Le roman inédit de l’été : Derrière le mur (12)
Cet été, Boulevard Voltaire vous propose une fiction inédite, jamais publiée auparavant. Embarquez avec Fadi, Sybille, Jean et Tarek dans un pays qui n’existe plus.
Telles étaient les pensées qui lui venaient à l’esprit lorsque Fadi lui demandait s’il était ironique. Il s’était attaché à ce garçon intelligent et taciturne. Il ne pouvait s’empêcher de penser qu’il ferait un parfait imam. Avec ses capacités intellectuelles, sa sensibilité et ses connaissances, il pourrait devenir un redoutable prêcheur. Comme son ami Bilal, il ne comprenait pas pourquoi cette tête de mule n’en formulait pas la demande. Il avait fini par se dire que le garçon était jeune et qu’il manquait encore de confiance en lui. De plus, il ne remarquait pas chez lui de piété particulière, il ne pouvait apercevoir la flamme de la foi danser dans des yeux qui lui paraissaient le plus souvent triste et éteints. Il voulut entamer une discussion à ce sujet mais il était lui-même tellement en proie au doute que cela n’aurait certainement pas l’efficacité souhaitée. Il fit donc un effort pour se taire et rester impassible. Il ne voulait pas le contaminer de ce venin que représentait le doute pour l’âme d’un croyant. Il se contenta d’esquiver le trait.
- Non, je suis sincère, sois indulgent envers un homme arrivé au crépuscule de sa vie qui se permet de contempler l’œuvre pour laquelle il a lutté de toutes ses forces. Vous autres, jeunes gens, vous êtes toujours lestes à interpréter et à juger. Puisse Allah écarter de votre cœur la facilité d’un jugement trop prompt.
- Pardonne-moi à nouveau, Maître, répliqua Fadi qui choisit ses mots avec soins, mais lorsqu’on a comme toi lutté toute sa vie pour une cause, est-il impossible de penser que l’on a pu un jour se tromper ? S’apercevoir que le réel ne sera jamais aussi beau que nos aspirations les plus nobles ?
Arbini marqua un temps de surprise, il eut la désagréable impression d’avoir été compris. Il eut un rapide coup d’œil vers la porte avec la peur de voir leur conversation surprise par une oreille indiscrète. Regrettant de s’être laissé embarquer dans cette discussion, il coupa court.

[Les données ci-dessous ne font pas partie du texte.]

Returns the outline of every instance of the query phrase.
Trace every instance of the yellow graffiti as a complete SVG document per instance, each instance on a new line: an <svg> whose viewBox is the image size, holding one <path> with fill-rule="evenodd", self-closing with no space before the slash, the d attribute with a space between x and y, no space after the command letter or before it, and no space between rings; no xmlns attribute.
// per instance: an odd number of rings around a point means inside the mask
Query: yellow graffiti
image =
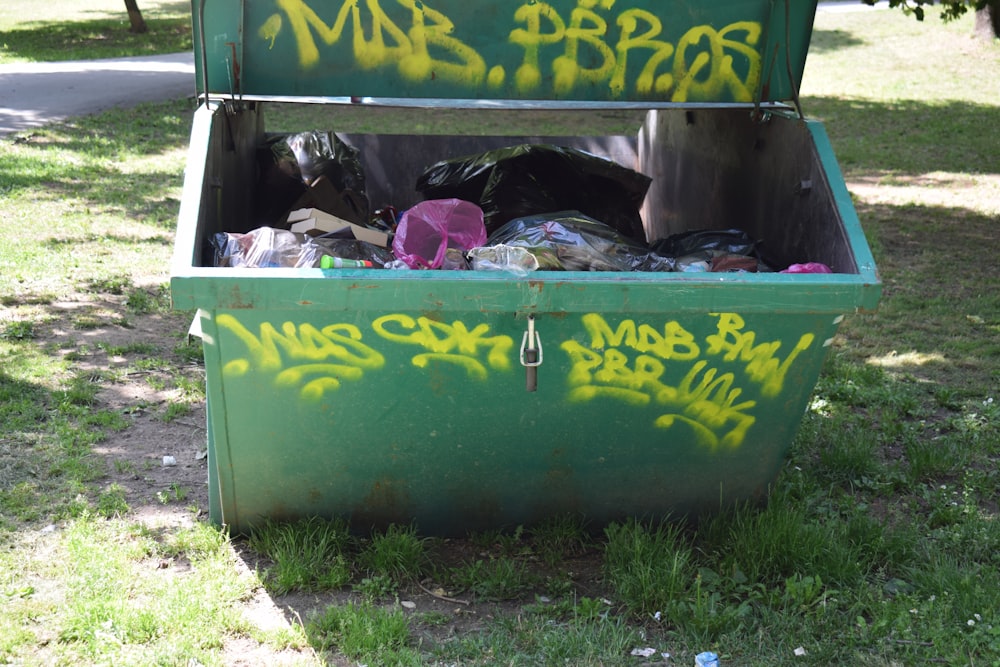
<svg viewBox="0 0 1000 667"><path fill-rule="evenodd" d="M614 0L600 0L601 9L609 10ZM552 62L553 91L566 95L580 84L607 83L612 97L627 91L626 73L629 54L636 49L652 51L635 83L639 95L670 95L673 102L718 99L723 91L732 99L751 101L760 80L760 54L754 48L761 35L759 23L739 21L722 30L711 26L696 26L681 37L677 48L657 39L663 32L660 19L641 9L623 11L616 24L620 30L618 41L612 47L607 41L608 23L594 8L597 0L578 0L578 6L566 22L558 11L543 2L529 2L514 14L515 21L525 27L511 31L508 40L524 49L524 59L517 69L518 92L530 93L545 80L541 69L543 46L565 43L563 54ZM544 20L544 21L543 21ZM543 22L547 30L543 31ZM639 25L645 32L636 35ZM742 41L733 38L742 34ZM705 45L705 50L693 58L694 47ZM580 65L581 46L586 47L589 59L600 64L585 68ZM745 60L747 75L741 79L734 64L734 54ZM673 56L673 70L657 74L660 66ZM675 85L676 84L676 85Z"/></svg>
<svg viewBox="0 0 1000 667"><path fill-rule="evenodd" d="M640 22L647 26L646 32L633 37L639 29ZM621 39L615 46L617 62L614 68L614 75L611 77L611 94L614 97L621 97L625 93L625 73L628 67L629 52L632 49L651 49L653 56L646 61L639 78L636 80L635 89L640 95L666 95L674 86L672 74L656 75L660 65L674 54L674 45L670 42L663 42L655 39L663 31L663 24L659 17L651 12L642 9L631 9L623 12L618 17L618 27L621 29Z"/></svg>
<svg viewBox="0 0 1000 667"><path fill-rule="evenodd" d="M608 32L608 24L591 9L594 4L596 3L581 0L580 7L574 9L570 15L565 37L566 52L552 63L552 70L555 72L553 88L556 95L569 94L578 80L588 84L606 81L614 70L615 54L603 39ZM611 2L604 0L602 4L608 9L614 4L614 0ZM588 25L589 27L585 27ZM597 54L601 63L598 67L580 66L581 43Z"/></svg>
<svg viewBox="0 0 1000 667"><path fill-rule="evenodd" d="M583 315L584 336L560 345L570 364L567 400L613 400L652 409L657 428L683 425L711 450L739 447L757 421L757 401L745 397L745 389L754 385L761 397L779 396L796 359L815 336L802 334L782 358L782 341L758 341L736 313L708 316L714 318L714 330L696 338L676 321L653 326L622 319L613 324L599 313ZM228 313L218 315L216 322L220 332L246 348L244 355L223 365L223 374L273 374L275 386L297 389L304 400L320 400L342 383L360 381L385 367L383 355L362 341L353 324L263 322L251 331ZM485 381L490 371L507 371L512 365L514 340L495 334L486 323L470 327L397 313L375 319L371 329L382 341L408 347L416 368L451 365Z"/></svg>
<svg viewBox="0 0 1000 667"><path fill-rule="evenodd" d="M551 32L542 32L542 19L552 24ZM517 89L531 91L542 85L541 48L558 44L566 34L566 24L555 7L544 2L521 5L514 12L514 20L525 28L511 31L510 43L524 49L524 62L514 74Z"/></svg>
<svg viewBox="0 0 1000 667"><path fill-rule="evenodd" d="M462 322L445 324L426 317L385 315L372 322L372 329L385 340L415 345L425 352L415 355L413 365L426 368L431 362L461 366L469 377L487 378L487 367L494 370L510 368L510 351L514 340L510 336L491 336L486 324L471 331ZM480 355L485 351L485 363Z"/></svg>
<svg viewBox="0 0 1000 667"><path fill-rule="evenodd" d="M264 25L257 31L261 39L270 42L268 45L269 49L274 48L274 40L281 34L282 25L281 14L273 14L271 18L264 21Z"/></svg>
<svg viewBox="0 0 1000 667"><path fill-rule="evenodd" d="M746 323L736 313L715 313L719 318L718 333L708 336L708 354L724 354L725 361L740 361L746 364L750 379L760 383L761 393L767 397L777 396L785 385L785 376L792 362L800 353L809 349L815 340L811 333L802 334L784 361L779 361L775 353L781 347L780 341L754 345L756 334L743 331Z"/></svg>
<svg viewBox="0 0 1000 667"><path fill-rule="evenodd" d="M569 355L571 402L610 398L637 407L655 404L669 412L655 420L669 428L680 421L694 428L700 445L715 449L738 447L756 418L747 414L756 401L737 402L742 389L734 387L732 373L706 369L705 361L694 364L676 386L664 382L666 366L650 355L638 355L634 362L618 349L593 350L577 341L566 341L562 349Z"/></svg>
<svg viewBox="0 0 1000 667"><path fill-rule="evenodd" d="M370 20L371 38L365 39L361 3ZM333 46L340 42L351 20L351 48L355 64L363 70L395 66L400 76L411 81L440 78L478 86L486 77L486 62L472 48L451 37L454 24L441 12L419 0L397 0L410 10L409 30L400 28L379 4L379 0L345 0L332 25L328 25L304 0L276 0L291 26L298 49L299 64L304 69L320 61L316 39ZM281 33L281 14L271 15L258 34L272 44ZM449 56L435 58L431 48Z"/></svg>
<svg viewBox="0 0 1000 667"><path fill-rule="evenodd" d="M743 33L743 40L730 39L733 33ZM709 26L689 30L677 45L674 56L675 102L718 99L728 89L737 101L753 99L760 81L760 54L753 48L760 39L759 23L741 21L716 31ZM689 51L705 43L705 50L693 58ZM746 59L749 75L741 79L733 68L733 53Z"/></svg>
<svg viewBox="0 0 1000 667"><path fill-rule="evenodd" d="M597 313L584 315L583 325L590 334L590 346L597 349L626 345L638 352L653 352L661 359L678 361L695 359L701 354L694 336L677 322L667 322L662 335L648 324L636 327L633 320L623 320L612 331L607 320Z"/></svg>
<svg viewBox="0 0 1000 667"><path fill-rule="evenodd" d="M803 334L781 359L777 356L781 342L757 343L756 334L745 331L746 322L739 315L712 317L717 318L715 331L699 342L673 321L662 329L631 319L613 326L598 313L584 315L586 342L562 344L571 363L568 399L606 398L637 407L662 407L666 412L655 420L656 426L685 424L702 446L738 447L756 422L750 411L757 402L741 400L743 388L737 385L736 372L712 367L710 357L738 364L747 382L758 385L762 396L773 398L784 390L789 369L815 337ZM678 362L694 363L680 371L683 377L671 381L680 374Z"/></svg>
<svg viewBox="0 0 1000 667"><path fill-rule="evenodd" d="M434 11L418 0L400 0L400 3L409 6L413 15L410 28L413 53L399 64L403 78L409 81L441 78L478 87L486 76L486 61L474 49L450 36L455 30L455 24L441 12ZM430 25L427 24L428 19ZM448 62L431 56L432 46L451 54L454 61Z"/></svg>
<svg viewBox="0 0 1000 667"><path fill-rule="evenodd" d="M265 322L254 335L232 315L223 313L216 321L247 348L247 357L229 361L223 373L240 376L252 369L273 371L278 386L301 385L304 399L322 398L327 391L338 389L341 381L360 380L365 371L385 364L380 353L361 342L361 331L352 324L317 329L311 324L285 322L279 332Z"/></svg>
<svg viewBox="0 0 1000 667"><path fill-rule="evenodd" d="M274 1L279 11L257 36L273 48L287 26L299 65L307 70L320 63L320 45L350 40L353 63L338 63L341 71L352 65L363 71L393 68L405 81L441 80L473 92L484 85L494 91L512 85L516 94L532 96L544 95L548 86L551 94L566 97L581 87L604 87L612 99L634 94L690 102L728 96L747 102L760 83L763 31L754 21L720 29L694 26L674 44L663 39L659 16L635 7L615 10L617 0L576 0L568 17L547 2L527 0L513 8L507 34L507 44L519 52L498 49L501 62L488 66L456 36L451 18L423 0L388 0L394 18L383 0L341 0L332 23L310 0ZM463 28L482 32L479 26ZM516 63L512 83L505 63ZM637 72L633 81L630 72Z"/></svg>
<svg viewBox="0 0 1000 667"><path fill-rule="evenodd" d="M696 363L678 385L675 401L685 406L683 413L662 415L656 420L656 425L669 428L675 418L683 418L701 424L706 432L713 434L712 439L708 441L702 436L701 444L713 449L718 446L739 447L743 444L747 431L757 421L756 417L744 414L744 411L756 407L757 402L736 403L743 390L733 387L735 376L732 373L724 373L716 377L718 371L714 368L705 370L707 365L708 362L705 361ZM699 375L701 375L700 380ZM730 423L733 425L729 431L721 438L716 438L715 434L722 433Z"/></svg>

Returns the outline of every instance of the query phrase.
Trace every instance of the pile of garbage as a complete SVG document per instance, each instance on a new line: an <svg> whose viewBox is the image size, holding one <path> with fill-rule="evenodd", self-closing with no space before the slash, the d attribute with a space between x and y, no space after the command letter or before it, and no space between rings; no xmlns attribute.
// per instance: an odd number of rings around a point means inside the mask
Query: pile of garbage
<svg viewBox="0 0 1000 667"><path fill-rule="evenodd" d="M437 162L418 178L424 201L372 211L357 149L332 132L261 147L256 210L265 224L211 239L216 266L508 271L765 272L738 229L645 241L651 179L547 144ZM829 273L796 264L796 273Z"/></svg>

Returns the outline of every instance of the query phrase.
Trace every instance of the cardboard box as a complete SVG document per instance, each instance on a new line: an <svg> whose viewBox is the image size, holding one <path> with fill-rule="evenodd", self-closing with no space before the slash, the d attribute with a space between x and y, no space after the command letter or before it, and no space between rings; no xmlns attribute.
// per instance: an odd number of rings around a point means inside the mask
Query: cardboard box
<svg viewBox="0 0 1000 667"><path fill-rule="evenodd" d="M293 232L301 232L310 236L322 236L323 234L340 234L345 238L367 241L383 248L389 245L389 235L385 232L370 227L355 225L353 222L342 220L335 215L318 208L300 208L288 214L289 229Z"/></svg>

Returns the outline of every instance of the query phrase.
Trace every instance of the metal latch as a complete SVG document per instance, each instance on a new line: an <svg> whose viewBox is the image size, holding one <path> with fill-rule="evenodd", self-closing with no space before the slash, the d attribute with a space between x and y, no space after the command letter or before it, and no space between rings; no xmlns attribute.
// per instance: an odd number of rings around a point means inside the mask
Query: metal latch
<svg viewBox="0 0 1000 667"><path fill-rule="evenodd" d="M538 389L538 367L542 365L542 339L535 331L535 316L528 315L528 330L521 338L521 365L527 378L527 390Z"/></svg>

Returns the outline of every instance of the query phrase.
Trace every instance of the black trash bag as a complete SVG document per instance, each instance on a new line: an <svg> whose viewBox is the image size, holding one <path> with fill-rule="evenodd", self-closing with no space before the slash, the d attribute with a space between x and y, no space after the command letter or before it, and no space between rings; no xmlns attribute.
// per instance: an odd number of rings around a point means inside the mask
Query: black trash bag
<svg viewBox="0 0 1000 667"><path fill-rule="evenodd" d="M757 241L739 229L702 229L673 234L653 241L649 247L667 257L685 257L700 252L715 255L757 256Z"/></svg>
<svg viewBox="0 0 1000 667"><path fill-rule="evenodd" d="M673 270L672 259L579 211L515 218L491 234L486 245L525 248L542 271Z"/></svg>
<svg viewBox="0 0 1000 667"><path fill-rule="evenodd" d="M372 266L377 268L385 268L386 264L396 259L388 248L377 246L368 241L325 235L317 236L313 238L313 241L330 257L368 260Z"/></svg>
<svg viewBox="0 0 1000 667"><path fill-rule="evenodd" d="M574 148L521 144L438 162L416 188L426 199L479 204L488 234L515 218L576 210L645 242L639 208L651 180Z"/></svg>
<svg viewBox="0 0 1000 667"><path fill-rule="evenodd" d="M344 189L364 193L365 170L360 151L333 132L313 130L291 134L285 137L285 144L295 156L304 183L325 176Z"/></svg>
<svg viewBox="0 0 1000 667"><path fill-rule="evenodd" d="M360 152L333 132L313 130L278 135L257 152L256 208L262 224L284 224L282 217L300 203L348 222L369 222L365 172Z"/></svg>

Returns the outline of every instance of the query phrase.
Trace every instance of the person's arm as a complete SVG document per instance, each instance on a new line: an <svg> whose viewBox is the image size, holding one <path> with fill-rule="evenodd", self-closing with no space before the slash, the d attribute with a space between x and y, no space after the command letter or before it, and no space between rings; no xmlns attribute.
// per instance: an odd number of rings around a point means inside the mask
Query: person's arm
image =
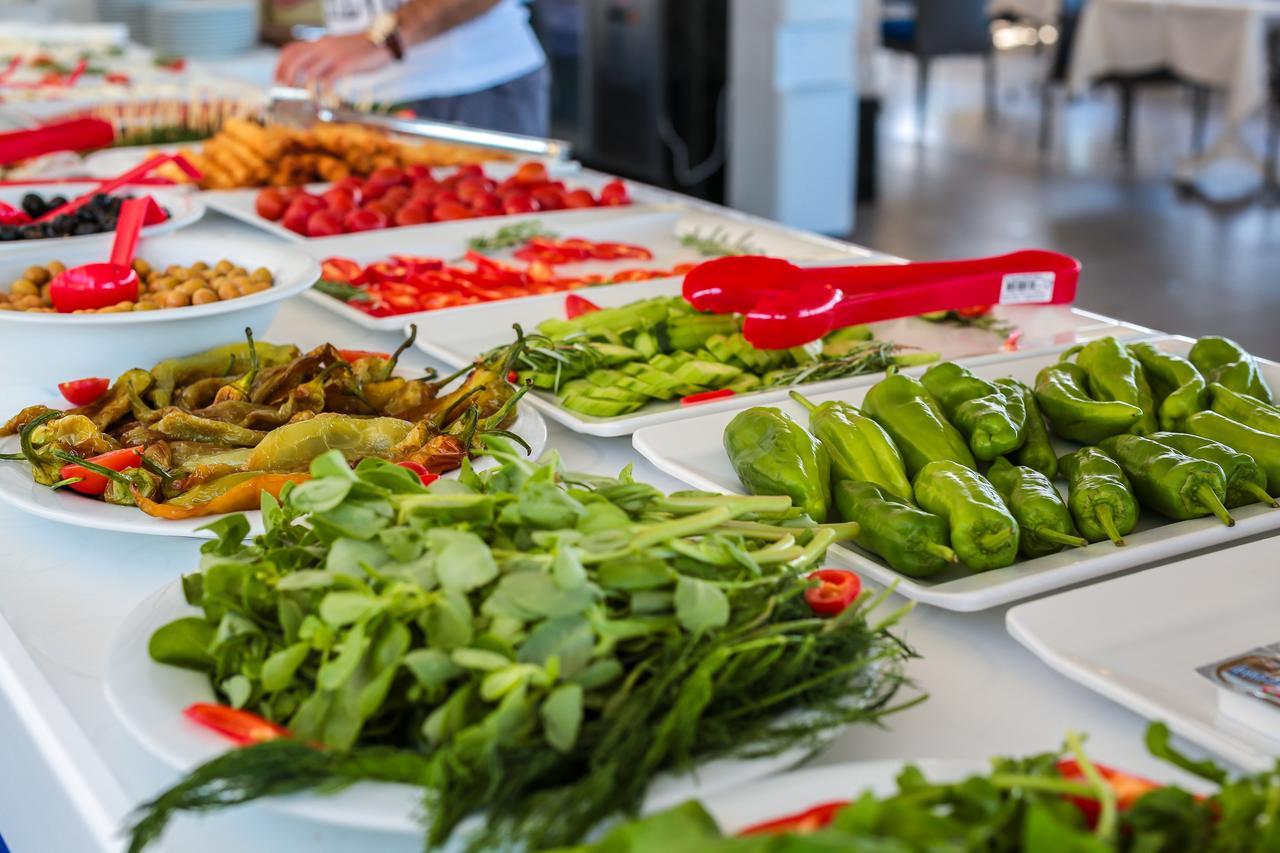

- Tu ne devrais pas te torturer l’esprit ainsi, Fadi. À présent, je vais aller méditer quelques instants dans la cour, si tu le permets.
Il partit, déçu de sa lâcheté, ne se doutant point que Fadi l’était bien davantage.
Le vieil homme parti, Fadi se retrouva seul. Dédaignant la cour de récréation, il retourna dans sa salle de classe, poussa la porte et se remit à lire.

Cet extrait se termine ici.